Le même jour où le conseil de gouvernement a accepté le paquet de compensations à attribuer à Sanem, le maire a proposé un nouveau site, à quelques kilomètres du premier. Il se situe sur le crassier Differdange, sur la frontière avec la ville voisine – le maire de Differdange, Claude Meisch (DP) a appris la nouvelle par la radio 100,7, qui l’a contacté lundi –, appartient également à l’État et est classé à activités industrielles et économiques. Mieux protégés des regards par des bois, il pourrait sembler moins menaçant aux habitants de la commune. Le ministre de l’Économie Jeannot Krecké (LSAP) a déjà donné son accord, le gouvernement doit encore analyser cette alternative en conseil.

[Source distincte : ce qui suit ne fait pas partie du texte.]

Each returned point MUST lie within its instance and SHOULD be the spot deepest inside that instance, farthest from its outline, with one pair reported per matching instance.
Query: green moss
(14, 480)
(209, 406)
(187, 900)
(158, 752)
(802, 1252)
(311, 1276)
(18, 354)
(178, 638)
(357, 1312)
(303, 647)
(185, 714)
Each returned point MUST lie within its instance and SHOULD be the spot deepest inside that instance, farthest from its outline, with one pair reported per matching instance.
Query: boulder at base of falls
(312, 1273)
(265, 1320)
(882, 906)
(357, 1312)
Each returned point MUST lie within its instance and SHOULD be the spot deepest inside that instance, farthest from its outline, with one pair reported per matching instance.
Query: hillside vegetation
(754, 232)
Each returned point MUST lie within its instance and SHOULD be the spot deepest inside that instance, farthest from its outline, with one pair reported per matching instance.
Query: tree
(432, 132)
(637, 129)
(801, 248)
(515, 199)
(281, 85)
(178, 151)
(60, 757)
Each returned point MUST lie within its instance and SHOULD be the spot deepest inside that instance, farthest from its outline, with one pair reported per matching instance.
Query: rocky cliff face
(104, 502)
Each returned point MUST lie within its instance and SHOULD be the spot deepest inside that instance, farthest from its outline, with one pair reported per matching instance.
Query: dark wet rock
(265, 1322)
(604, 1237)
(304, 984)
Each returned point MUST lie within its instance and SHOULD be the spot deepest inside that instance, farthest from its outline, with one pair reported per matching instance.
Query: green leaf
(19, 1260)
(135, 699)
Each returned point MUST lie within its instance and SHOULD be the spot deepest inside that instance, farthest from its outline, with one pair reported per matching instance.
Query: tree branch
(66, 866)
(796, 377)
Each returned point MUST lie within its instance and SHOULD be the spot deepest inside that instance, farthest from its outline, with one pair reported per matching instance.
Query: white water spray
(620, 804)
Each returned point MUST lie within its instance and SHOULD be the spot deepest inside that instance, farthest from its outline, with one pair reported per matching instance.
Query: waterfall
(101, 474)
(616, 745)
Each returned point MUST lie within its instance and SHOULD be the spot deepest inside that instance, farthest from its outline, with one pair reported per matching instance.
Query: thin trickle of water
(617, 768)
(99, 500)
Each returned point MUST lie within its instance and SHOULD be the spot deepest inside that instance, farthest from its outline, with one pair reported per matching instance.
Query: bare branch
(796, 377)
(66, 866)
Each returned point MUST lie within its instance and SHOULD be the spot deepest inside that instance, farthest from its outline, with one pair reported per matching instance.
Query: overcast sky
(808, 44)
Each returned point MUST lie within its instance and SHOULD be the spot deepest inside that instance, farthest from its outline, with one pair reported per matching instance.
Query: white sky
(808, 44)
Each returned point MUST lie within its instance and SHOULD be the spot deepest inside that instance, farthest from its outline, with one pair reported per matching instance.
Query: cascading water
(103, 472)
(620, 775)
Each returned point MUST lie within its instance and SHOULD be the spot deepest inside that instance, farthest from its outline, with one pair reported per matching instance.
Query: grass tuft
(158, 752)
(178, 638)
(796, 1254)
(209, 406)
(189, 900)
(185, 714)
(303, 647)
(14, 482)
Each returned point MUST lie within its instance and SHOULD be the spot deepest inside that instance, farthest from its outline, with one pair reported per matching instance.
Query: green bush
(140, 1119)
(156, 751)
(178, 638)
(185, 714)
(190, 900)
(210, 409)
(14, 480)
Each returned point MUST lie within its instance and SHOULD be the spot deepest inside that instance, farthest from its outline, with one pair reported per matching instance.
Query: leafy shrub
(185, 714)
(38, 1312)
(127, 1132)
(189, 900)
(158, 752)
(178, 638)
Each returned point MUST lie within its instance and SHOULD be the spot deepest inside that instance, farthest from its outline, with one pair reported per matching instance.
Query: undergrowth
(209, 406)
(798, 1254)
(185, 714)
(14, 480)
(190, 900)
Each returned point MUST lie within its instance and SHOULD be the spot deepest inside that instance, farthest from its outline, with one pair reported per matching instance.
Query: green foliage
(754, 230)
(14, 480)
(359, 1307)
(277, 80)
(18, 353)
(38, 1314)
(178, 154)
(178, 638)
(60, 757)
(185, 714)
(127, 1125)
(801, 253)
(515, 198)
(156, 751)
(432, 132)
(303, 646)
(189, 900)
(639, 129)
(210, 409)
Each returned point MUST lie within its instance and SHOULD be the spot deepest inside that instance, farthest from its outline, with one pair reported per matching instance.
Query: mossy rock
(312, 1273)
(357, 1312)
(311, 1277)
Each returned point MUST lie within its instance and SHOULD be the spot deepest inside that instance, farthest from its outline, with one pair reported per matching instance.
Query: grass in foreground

En cas d’accord du gouvernement, le collège échevinal pourrait remettre le point à l’ordre du jour de la séance du 28 avril. À partir de l’acceptation de principe de la part de la commune, le ministre estime qu’il lui faudrait cinq à six ans avant l’achèvement des travaux ; le budget pluriannuel d’investissements de l’État a simplement écrit le projet avec un « p.m. », pour mémoire, mais sans fixation d’un budget prévisionnel dans le chapitre sur le Fonds d’investissements publics administratifs. Or, en parallèle aux débats sur les infrastructures, il reste toute la discussion sur les politiques carcérales, de répression et d’exécution des peines à mener.